Omnipotent Moral Busybody Announces Vaccine Mandate Plan

Omnipotent Moral Busybody Announces Vaccine Mandate Plan The Garrett Ashley Mullet Show

Three pieces to consider today as President Biden announces new requirements that Americans working for companies with 100 or more employees must get the COVID-19 vaccine or else be tested at least once weekly. 

Fair warning: some of the “push back” from governors here in the last piece are a bit weak sauce, in my opinion. The remarks quoted carry what could be construed as a signal of a readiness to surrender from the outset despite a desire to look to constituents like a fighter before surrendering.

‘We don’t like it either,’ they seem to say. ‘And we hope this gets defeated in the courts. But we still want you all to get the vaccine. And you should get the vaccine. But we also want you to believe we are opposed to you being forced to get the vaccine. But we also are not pledging to do anything to protect you from such forcing. But we want you to believe we would if we could. But we wouldn’t even if we can right now.

Test of Character

This then is just one more in a series of important character tests as-late. And the question in our minds ought to be one of principles and precedent – both ours as citizens, and theirs as governing officials.
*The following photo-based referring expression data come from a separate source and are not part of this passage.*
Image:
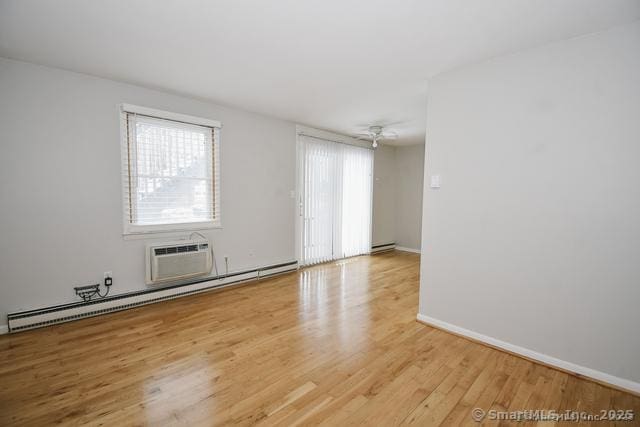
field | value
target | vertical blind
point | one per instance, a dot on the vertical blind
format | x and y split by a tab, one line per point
336	194
171	174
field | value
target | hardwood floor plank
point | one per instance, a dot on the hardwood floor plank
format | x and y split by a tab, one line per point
335	344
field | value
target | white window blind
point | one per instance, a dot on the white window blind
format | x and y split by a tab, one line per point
170	174
336	198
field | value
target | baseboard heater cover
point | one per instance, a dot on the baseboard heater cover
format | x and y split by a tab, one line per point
383	247
555	363
31	319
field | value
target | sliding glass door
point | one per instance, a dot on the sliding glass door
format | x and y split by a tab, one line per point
335	199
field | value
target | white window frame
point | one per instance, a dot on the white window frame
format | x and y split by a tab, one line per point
135	229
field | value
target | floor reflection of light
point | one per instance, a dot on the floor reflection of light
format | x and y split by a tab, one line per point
180	391
332	307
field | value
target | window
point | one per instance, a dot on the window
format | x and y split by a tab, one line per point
170	171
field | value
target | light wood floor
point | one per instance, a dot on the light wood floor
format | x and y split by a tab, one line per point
335	344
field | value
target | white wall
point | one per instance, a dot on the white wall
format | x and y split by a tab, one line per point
409	165
534	237
60	188
384	186
61	211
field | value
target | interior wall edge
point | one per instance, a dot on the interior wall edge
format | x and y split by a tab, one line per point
553	362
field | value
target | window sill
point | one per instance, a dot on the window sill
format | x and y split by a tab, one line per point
174	230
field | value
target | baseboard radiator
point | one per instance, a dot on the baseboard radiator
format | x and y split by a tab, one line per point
24	320
383	247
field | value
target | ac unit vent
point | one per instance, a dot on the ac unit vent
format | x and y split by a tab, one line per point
178	260
179	249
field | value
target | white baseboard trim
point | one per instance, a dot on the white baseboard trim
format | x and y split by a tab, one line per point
563	365
404	249
46	316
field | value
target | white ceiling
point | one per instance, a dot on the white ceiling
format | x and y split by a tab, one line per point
339	65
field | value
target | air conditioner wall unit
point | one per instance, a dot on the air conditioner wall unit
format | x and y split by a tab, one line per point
173	261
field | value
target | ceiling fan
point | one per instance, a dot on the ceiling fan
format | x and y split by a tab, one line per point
375	134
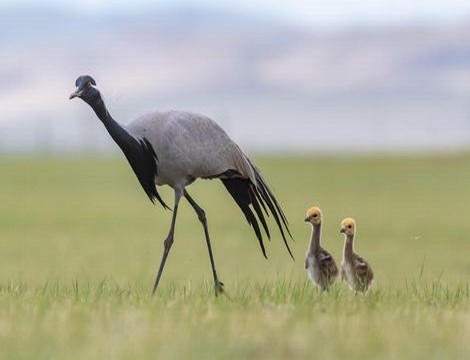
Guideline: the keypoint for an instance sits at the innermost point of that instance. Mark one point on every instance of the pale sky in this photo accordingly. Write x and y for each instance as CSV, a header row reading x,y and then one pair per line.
x,y
331,13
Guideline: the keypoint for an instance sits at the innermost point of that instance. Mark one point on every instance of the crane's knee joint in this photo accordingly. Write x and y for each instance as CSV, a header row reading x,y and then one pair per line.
x,y
168,242
201,214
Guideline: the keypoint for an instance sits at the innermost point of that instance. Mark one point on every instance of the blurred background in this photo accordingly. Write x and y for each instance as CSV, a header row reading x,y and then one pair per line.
x,y
284,76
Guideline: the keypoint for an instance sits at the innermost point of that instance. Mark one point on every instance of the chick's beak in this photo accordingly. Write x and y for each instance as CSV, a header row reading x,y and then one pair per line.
x,y
76,93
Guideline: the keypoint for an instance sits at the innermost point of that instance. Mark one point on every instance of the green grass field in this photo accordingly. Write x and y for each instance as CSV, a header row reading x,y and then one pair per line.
x,y
80,244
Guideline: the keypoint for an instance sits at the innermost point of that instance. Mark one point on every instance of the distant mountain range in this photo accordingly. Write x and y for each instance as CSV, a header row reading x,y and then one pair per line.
x,y
399,88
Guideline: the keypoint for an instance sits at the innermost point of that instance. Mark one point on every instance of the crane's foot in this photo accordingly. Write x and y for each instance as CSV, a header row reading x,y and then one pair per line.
x,y
219,288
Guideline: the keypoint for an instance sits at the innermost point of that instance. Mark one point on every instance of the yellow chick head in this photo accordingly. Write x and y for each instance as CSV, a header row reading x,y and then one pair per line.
x,y
314,215
348,227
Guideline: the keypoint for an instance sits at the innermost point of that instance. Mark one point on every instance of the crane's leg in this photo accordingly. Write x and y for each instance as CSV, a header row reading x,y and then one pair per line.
x,y
168,241
219,286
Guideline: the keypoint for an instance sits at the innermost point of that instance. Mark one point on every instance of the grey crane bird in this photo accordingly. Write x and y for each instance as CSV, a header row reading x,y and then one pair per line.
x,y
175,148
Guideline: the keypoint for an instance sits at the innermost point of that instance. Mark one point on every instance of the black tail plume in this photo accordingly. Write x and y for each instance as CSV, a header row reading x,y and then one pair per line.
x,y
260,197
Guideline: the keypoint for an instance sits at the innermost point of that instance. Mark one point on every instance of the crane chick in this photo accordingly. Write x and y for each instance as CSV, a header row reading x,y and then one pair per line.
x,y
320,265
354,269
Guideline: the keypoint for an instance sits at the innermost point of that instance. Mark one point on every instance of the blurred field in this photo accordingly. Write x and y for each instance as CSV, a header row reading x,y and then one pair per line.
x,y
80,243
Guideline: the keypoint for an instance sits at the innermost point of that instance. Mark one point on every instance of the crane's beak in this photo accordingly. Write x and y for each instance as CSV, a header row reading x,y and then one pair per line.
x,y
76,93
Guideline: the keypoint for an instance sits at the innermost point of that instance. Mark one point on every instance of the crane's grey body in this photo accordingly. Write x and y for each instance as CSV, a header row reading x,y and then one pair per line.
x,y
175,148
189,146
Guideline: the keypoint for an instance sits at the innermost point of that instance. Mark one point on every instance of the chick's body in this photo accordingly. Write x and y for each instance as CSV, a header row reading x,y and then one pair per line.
x,y
320,265
355,270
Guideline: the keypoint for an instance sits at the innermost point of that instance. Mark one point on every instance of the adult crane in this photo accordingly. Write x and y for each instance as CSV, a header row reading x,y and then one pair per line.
x,y
175,148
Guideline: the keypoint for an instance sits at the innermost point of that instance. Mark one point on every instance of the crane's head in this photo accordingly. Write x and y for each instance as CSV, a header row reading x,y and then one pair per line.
x,y
348,227
313,216
86,89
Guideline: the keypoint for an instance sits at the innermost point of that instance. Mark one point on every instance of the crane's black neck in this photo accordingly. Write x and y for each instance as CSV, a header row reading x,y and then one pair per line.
x,y
117,132
138,151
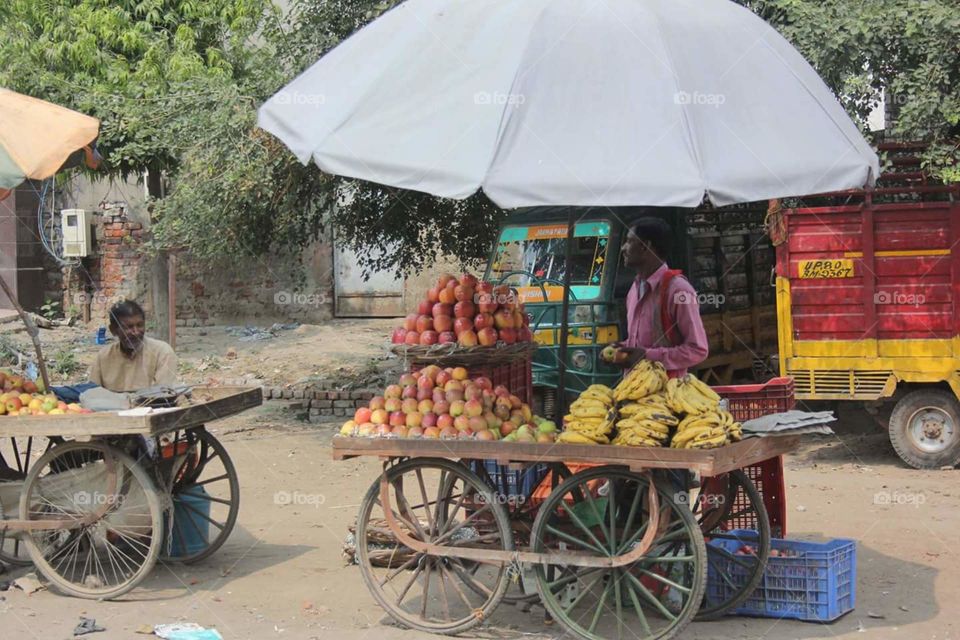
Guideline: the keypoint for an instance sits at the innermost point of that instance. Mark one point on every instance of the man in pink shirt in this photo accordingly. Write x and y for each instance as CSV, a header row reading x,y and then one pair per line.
x,y
663,313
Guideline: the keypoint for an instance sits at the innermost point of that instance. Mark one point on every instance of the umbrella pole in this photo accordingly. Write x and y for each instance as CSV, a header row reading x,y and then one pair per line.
x,y
562,372
32,330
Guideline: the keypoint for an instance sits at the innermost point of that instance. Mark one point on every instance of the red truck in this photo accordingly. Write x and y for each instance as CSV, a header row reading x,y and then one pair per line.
x,y
868,304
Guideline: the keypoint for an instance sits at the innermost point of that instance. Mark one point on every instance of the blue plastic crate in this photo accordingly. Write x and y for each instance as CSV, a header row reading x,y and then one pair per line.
x,y
818,584
511,483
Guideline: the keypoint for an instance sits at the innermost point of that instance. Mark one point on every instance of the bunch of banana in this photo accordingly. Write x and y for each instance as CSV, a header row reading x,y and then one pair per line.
x,y
642,432
706,431
645,379
691,396
591,417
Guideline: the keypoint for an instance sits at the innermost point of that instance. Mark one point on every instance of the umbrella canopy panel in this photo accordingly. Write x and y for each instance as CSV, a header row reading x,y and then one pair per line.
x,y
573,102
37,137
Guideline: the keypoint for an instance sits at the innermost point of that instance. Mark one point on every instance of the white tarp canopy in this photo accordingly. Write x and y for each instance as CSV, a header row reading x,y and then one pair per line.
x,y
573,102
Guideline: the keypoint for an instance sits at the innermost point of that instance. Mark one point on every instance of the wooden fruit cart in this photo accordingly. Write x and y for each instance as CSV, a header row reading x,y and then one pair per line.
x,y
112,493
616,549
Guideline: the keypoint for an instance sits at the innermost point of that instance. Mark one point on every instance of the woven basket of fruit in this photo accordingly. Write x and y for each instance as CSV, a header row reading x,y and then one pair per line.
x,y
456,355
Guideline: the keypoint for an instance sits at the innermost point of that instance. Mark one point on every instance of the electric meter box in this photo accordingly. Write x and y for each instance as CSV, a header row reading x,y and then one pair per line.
x,y
76,233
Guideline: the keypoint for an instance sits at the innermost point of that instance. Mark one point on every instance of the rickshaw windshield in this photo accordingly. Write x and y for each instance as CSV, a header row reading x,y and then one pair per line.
x,y
539,251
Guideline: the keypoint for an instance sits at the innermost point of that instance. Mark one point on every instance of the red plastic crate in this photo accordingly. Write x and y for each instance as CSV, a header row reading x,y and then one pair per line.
x,y
747,401
517,376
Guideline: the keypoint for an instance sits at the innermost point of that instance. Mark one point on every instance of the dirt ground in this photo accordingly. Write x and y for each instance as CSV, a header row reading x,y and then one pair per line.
x,y
281,574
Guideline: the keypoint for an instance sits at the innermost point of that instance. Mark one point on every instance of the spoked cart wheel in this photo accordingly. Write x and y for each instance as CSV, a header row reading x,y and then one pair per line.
x,y
426,499
17,454
205,493
726,503
107,515
650,573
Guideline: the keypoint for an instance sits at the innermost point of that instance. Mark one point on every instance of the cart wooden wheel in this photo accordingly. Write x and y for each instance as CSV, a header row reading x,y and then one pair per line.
x,y
606,512
205,492
428,593
109,515
726,503
16,456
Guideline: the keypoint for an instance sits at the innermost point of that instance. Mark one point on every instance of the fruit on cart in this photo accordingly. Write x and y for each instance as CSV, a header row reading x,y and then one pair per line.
x,y
644,379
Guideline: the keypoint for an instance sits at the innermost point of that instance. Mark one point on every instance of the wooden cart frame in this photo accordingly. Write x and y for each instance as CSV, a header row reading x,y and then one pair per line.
x,y
616,549
112,493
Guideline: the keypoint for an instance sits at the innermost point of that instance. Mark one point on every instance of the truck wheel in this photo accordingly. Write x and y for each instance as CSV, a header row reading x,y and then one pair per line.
x,y
925,429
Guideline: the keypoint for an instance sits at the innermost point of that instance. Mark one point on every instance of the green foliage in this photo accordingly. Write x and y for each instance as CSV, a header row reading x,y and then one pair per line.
x,y
50,309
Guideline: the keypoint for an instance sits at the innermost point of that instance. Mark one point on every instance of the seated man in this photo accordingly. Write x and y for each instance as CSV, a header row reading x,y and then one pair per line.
x,y
134,361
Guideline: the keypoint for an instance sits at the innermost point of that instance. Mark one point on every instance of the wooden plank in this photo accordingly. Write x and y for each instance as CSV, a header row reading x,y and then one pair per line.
x,y
709,462
208,404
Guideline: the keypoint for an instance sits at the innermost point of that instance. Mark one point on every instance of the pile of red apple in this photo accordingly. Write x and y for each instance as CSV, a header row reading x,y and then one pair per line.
x,y
447,403
468,312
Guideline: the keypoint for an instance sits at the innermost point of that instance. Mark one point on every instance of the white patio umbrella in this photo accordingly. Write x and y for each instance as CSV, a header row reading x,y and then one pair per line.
x,y
573,102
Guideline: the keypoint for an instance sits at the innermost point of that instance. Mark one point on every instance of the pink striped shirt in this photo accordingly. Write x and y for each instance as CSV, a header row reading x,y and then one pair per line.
x,y
643,304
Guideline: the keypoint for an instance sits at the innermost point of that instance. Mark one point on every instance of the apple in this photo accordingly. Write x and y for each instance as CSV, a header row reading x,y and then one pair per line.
x,y
467,339
424,323
464,309
463,293
462,324
449,433
487,337
441,309
503,319
482,321
453,385
472,392
443,378
393,391
447,295
477,423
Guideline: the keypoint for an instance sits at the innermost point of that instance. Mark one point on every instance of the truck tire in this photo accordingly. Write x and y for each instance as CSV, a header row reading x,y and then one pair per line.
x,y
925,429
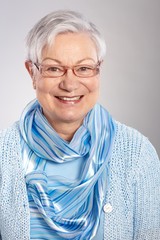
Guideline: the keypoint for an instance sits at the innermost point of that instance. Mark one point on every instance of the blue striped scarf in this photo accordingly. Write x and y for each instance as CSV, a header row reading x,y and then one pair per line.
x,y
73,208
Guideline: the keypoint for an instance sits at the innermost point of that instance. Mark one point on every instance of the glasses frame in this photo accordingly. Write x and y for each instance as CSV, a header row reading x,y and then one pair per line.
x,y
96,69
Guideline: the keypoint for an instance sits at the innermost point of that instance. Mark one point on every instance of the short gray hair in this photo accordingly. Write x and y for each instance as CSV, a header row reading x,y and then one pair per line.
x,y
62,21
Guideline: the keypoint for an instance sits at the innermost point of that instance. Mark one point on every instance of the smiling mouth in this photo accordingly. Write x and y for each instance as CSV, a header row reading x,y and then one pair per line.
x,y
74,99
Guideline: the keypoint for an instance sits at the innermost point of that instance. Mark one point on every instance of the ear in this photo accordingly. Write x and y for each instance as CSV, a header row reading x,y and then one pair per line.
x,y
28,65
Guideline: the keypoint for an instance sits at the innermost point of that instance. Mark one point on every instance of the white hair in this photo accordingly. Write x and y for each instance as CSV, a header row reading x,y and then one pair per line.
x,y
45,30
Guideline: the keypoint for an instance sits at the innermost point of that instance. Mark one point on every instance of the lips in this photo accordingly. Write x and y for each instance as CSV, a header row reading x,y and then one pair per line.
x,y
74,99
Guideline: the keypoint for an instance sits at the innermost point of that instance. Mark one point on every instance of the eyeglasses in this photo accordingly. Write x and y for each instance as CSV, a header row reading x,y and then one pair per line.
x,y
54,71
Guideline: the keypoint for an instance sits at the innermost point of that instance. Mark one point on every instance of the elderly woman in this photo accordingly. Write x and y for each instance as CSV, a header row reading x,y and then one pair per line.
x,y
68,170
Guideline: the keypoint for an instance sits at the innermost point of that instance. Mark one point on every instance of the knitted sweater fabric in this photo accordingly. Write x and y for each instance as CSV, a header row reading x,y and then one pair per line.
x,y
133,190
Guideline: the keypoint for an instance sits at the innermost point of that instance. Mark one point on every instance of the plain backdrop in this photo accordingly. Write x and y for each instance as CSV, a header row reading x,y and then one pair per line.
x,y
130,78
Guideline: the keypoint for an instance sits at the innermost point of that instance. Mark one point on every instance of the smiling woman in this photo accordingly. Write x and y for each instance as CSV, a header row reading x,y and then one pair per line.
x,y
68,170
67,98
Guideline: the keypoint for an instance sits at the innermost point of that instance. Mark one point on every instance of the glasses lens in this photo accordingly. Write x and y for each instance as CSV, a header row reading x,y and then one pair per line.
x,y
86,71
52,70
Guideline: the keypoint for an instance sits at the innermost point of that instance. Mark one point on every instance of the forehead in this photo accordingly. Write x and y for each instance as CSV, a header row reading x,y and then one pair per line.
x,y
71,46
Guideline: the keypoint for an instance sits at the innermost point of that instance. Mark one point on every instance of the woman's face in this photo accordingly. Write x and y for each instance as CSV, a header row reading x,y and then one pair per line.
x,y
67,99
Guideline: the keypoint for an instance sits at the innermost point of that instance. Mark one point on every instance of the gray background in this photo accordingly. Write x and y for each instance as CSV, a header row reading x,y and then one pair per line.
x,y
130,76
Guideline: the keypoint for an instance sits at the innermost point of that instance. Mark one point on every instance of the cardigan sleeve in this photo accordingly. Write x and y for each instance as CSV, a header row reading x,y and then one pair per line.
x,y
147,194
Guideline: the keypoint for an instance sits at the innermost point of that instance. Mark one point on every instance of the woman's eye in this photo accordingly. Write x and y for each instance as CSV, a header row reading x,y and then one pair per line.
x,y
54,69
84,69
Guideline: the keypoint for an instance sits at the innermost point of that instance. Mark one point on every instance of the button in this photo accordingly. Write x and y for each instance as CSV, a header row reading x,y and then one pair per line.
x,y
107,208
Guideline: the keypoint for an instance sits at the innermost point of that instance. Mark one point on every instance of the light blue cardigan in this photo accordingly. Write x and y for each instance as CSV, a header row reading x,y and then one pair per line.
x,y
133,192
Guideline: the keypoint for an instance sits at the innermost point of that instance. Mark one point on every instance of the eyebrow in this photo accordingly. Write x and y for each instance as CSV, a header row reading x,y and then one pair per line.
x,y
78,62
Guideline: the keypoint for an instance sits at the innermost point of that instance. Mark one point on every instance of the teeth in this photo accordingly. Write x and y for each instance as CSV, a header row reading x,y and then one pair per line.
x,y
70,98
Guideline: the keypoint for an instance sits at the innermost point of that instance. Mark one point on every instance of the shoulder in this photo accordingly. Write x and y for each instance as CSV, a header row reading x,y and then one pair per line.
x,y
12,130
133,150
9,142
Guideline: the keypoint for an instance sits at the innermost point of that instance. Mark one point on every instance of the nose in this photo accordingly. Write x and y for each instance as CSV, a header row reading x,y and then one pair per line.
x,y
69,81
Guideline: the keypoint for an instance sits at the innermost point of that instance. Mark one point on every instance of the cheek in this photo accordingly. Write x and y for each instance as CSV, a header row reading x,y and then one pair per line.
x,y
44,85
93,85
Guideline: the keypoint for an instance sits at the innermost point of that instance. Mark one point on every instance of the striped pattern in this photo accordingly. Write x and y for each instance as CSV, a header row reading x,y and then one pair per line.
x,y
70,209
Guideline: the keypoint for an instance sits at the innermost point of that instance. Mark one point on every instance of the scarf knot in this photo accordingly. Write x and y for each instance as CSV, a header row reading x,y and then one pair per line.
x,y
71,209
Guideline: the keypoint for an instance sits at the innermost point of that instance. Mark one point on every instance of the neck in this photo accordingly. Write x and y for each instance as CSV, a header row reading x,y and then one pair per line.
x,y
66,130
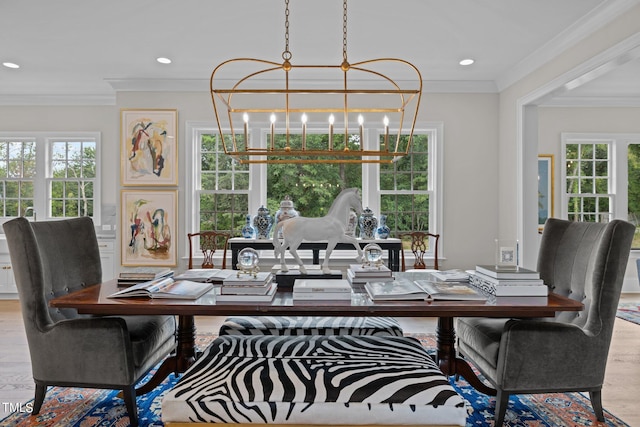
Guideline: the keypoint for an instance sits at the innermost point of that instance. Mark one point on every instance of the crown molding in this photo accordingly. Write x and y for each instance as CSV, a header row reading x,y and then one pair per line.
x,y
587,25
57,99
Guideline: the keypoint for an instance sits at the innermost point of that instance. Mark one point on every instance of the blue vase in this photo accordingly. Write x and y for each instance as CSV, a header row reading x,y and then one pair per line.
x,y
368,224
383,231
248,231
262,223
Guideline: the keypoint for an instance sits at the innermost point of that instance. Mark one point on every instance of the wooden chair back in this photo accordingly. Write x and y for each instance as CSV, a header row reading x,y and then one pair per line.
x,y
419,245
210,242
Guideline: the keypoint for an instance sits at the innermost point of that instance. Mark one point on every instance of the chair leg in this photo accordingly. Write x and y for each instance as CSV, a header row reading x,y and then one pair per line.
x,y
41,391
129,395
502,401
596,403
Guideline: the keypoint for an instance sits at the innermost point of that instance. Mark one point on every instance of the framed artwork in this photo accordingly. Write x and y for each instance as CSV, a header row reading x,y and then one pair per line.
x,y
148,147
148,222
545,188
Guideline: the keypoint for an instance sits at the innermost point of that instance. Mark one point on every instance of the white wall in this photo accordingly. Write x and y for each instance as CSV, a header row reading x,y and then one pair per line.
x,y
470,156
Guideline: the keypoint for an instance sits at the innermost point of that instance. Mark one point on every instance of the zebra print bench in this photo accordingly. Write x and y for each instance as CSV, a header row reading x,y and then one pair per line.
x,y
310,325
303,380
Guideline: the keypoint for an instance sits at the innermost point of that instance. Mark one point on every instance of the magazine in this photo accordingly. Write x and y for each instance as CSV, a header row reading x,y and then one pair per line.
x,y
399,290
210,275
165,288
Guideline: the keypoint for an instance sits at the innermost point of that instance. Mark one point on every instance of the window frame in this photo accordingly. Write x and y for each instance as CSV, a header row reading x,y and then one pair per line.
x,y
42,191
619,143
259,133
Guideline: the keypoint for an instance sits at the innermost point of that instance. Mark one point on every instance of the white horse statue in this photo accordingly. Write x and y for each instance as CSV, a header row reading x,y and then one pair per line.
x,y
331,228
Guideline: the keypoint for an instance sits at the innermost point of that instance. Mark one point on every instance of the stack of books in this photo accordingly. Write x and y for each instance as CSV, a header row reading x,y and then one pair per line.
x,y
247,288
503,282
358,274
206,275
321,289
135,275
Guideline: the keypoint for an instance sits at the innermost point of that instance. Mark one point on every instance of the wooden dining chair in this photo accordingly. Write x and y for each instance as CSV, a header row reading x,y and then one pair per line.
x,y
209,243
419,245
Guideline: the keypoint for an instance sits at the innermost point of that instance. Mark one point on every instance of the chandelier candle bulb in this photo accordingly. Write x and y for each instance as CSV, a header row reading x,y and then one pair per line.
x,y
361,126
304,131
273,131
332,119
386,133
245,117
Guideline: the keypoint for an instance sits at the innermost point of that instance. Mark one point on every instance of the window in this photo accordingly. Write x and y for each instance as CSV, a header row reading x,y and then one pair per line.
x,y
17,176
601,177
54,175
220,186
588,190
224,192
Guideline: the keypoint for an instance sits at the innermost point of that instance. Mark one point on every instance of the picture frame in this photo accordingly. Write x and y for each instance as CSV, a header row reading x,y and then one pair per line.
x,y
147,226
545,188
148,147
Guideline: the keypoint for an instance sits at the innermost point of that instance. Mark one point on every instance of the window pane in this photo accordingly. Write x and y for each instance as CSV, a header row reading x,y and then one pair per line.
x,y
633,190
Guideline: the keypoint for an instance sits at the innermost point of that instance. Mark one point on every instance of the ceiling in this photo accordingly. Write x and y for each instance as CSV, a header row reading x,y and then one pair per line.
x,y
89,49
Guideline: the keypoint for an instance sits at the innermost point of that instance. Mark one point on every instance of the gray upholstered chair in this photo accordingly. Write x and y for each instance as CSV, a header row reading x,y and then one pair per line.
x,y
53,258
582,261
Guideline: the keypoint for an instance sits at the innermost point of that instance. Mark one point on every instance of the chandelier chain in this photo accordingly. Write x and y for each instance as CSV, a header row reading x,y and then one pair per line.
x,y
286,55
344,30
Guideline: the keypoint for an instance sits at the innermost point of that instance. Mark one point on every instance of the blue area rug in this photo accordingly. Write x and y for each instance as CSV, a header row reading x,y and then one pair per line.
x,y
75,407
629,311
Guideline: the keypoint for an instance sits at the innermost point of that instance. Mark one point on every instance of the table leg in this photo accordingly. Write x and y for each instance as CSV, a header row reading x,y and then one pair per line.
x,y
185,355
449,362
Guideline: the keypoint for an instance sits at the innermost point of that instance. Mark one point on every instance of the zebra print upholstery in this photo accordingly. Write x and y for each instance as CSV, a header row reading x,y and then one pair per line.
x,y
310,325
346,380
If 100 million Americans can have their livelihood and income and businesses threatened with abolition if they do not inject themselves, or else require injection of a vaccine in their subordinates which so many of our countrymen do not feel is satisfactorily safe, what precisely separates this Republic from tyranny?

Really, now. What separates this from tyranny?

But ‘Oh, ho!’ you may say. ‘Garrett. This tyranny is being exercised for our own good. Therefore it is not really tyranny after all. It cannot be!’

But then I would remind you of the quote by Clive Staple Lewis, and I will leave you with it as food for thought, whether we are not in the thick of such a circumstance as he describes here.

“Of all tyrannies, a tyranny sincerely exercised for the good of its victims may be the most oppressive. It would be better to live under robber barons than under omnipotent moral busybodies. The robber baron’s cruelty may sometimes sleep, his cupidity may at some point be satiated; but those who torment us for our own good will torment us without end for they do so with the approval of their own conscience.”

At the risk of stating the obvious, I happen to believe we are in such a circumstance as CS Lewis describes here.